Родька осторожно приоткрыл веки и увидел над собой в небесной вышине два пухлых, ослепительных облачка неправдоподобной белизны. Они медленно плыли навстречу друг другу. Прошла минута, прошла… кто знает, сколько еще прошло минут! Но вот облачко, похожее на конский череп, коснулось другого, имеющего очертания гитары, вот они слегка наплыли друг на друга. А еще через мгновение вместо двух облачков уже было только одно, и оно уже никуда не двигалось, застыв на месте, как бы задумавшись.
Задумался опять и Родька.
Счастливые люди Петька и Клавка! Это ведь не кто-нибудь, а Петькин отец открыл девонскую нефть в Жигулях. А теперь вот в новую экспедицию уезжает. Где они только не жили, Петькины родители!.. А Клавкин Антон Максимыч, первейший буровой мастер, тоже немало по свету поколесил. Даже на Дальнем Востоке работал. И всегда у этой Клавки целый короб новостей: все она знает — и о делах на буровой отца, и о происшествиях в конторе бурения. Прямо как ходячая газета!
Правда, когда его отец еще работал в транспортной конторе, развозя по буровым глину, солярку, трубы и долотья, у него тоже было чего порассказать ребятам. А какая машина была у отца: зеленая пятитонка с огромным кузовом и красным флажком на радиаторе. Малышом Родька называл ее ласково «папин мазик».
Отец и сейчас бы продолжал разъезжать по своим буровым, не случись с ним полгода назад беды. Как-то на одной из буровых, помогая рабочим сгружать с машины тяжелые стальные трубы, он оступился и упал. Рабочие не удержали трубу, и она одним концом придавила отца. Когда он вышел из больницы, его перевели на «Победу», в личные шоферы главного инженера. А через месяц отец приглянулся новому управляющему треста, любившему в людях аккуратность и беспрекословное послушание. Управляющий взял отца на только что полученный ЗИМ. Все мальчишки Отрадного бегали к тресту поглазеть на большую темно-синюю машину.
Несколько дней Родька ходил гордый-прегордый. Он еще ни разу не ездил на ЗИМе, но уже всем мальчишкам рассказывал, как отец прокатил его на новой машине «оттуда и дотуда».
Случалось, выходя из школы крикливой веселой гурьбой, ребята видели проносившийся по улице длинный и тупоносый, похожий на сома, ЗИМ. Родька непременно останавливался и как бы между прочим небрежно говорил, глядя вслед удаляющейся машине, сверкающей лаком и никелем даже в пасмурные дни:
— Отец куда-то покатил!
Мальчишки тоже останавливались, и на какую-то долю секунды шум стихал. И во взглядах ребят, провожавших ЗИМ, Родька угадывал и восхищение машиной, и уважение к его отцу — первоклассному шоферу…
Родька снова (который уже раз!) вздохнул, и вздохнул так глубоко, что у него даже в груди закололо.
— И чего ты все вздыхаешь? — спросила Родьку Клава.
Петька насмешливо сказал:
— А он тут без тебя стишки про любовь мусолил.

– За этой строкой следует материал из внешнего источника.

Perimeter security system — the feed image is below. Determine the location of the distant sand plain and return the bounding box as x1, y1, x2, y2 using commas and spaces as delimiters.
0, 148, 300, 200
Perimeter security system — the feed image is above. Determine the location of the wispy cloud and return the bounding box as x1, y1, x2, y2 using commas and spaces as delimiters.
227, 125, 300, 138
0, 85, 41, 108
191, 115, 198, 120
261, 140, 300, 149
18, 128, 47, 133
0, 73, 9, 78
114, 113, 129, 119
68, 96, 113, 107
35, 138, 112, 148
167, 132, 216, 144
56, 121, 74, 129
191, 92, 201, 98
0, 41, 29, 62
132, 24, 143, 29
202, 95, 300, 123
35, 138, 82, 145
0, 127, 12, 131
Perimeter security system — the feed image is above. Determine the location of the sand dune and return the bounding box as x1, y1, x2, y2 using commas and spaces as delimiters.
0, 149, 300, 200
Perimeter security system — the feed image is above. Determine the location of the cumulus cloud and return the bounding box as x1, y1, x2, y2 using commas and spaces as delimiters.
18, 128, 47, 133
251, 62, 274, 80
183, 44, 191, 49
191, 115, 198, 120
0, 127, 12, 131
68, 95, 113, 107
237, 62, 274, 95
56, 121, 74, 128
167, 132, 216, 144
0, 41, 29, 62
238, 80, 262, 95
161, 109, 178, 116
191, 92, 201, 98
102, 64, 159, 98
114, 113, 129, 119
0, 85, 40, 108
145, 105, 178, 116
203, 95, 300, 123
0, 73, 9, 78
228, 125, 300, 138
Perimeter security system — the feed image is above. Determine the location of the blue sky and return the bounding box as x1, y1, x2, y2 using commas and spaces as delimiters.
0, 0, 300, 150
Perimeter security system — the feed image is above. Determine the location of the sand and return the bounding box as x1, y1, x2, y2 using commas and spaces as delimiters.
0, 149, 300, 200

Начитался всякой всячины и ходит теперь сам не свой. Вздыхает и воображает что-то такое… поэтическое!
— Осел ты, Петька, да еще в придачу осел на палочке! — Родька проворно встал и, повернувшись спиной к Петьке и Клавке, звонко зашлепал ладонями по груди и ногам.
— Н-но, полегче на поворотах! — не очень строго предупредил Петька. — Дал бы я тебе по уху, да, сам знаешь, не люблю драться.
Клавка тоже встала, поправила на голове косынку.
— Ой, мальчишки! — вдруг вскрикнула она. — А Волга-то… Поглядите-ка!
Еще четверть часа назад горы и небо отражались в лоснившейся глади реки, а сверкающая белыми искорками дорожка от солнца, устало клонившегося к вершине Беркутовой горы, тянулась до самого острова. И кругом стояла такая тишина, что слышно было, как на том берегу гоготали гуси. Но вот с Жигулей потянуло сквозняком, и только что безмятежно голубевшая Волга сразу взбугрилась, словно ее погладили против шерстки, и она вся ощетинилась. И уже кое-где на воде стали появляться пенные гребешки, и все они бежали прямо к Шалыге.
— Эй, братва, поторапливаться надо! — сказал Петька, глядя на Волгу. — Отсюда до жигулевского берега с полкилометра, а ветер встречный. Отчаливай!
И он первым вошел в воду, высоко поднимая длинные, почерневшие от загара ноги.
За ним не спеша последовала и Клавка. Она была в лиловом трикотажном купальнике, плотно облегавшем ее узкоплечую, точеную фигуру. Родька невольно засмотрелся на Клавку. А она, не оглядываясь, медленно подходила к воде, и, дурачась, загребала ногами песок, словно была косолапа.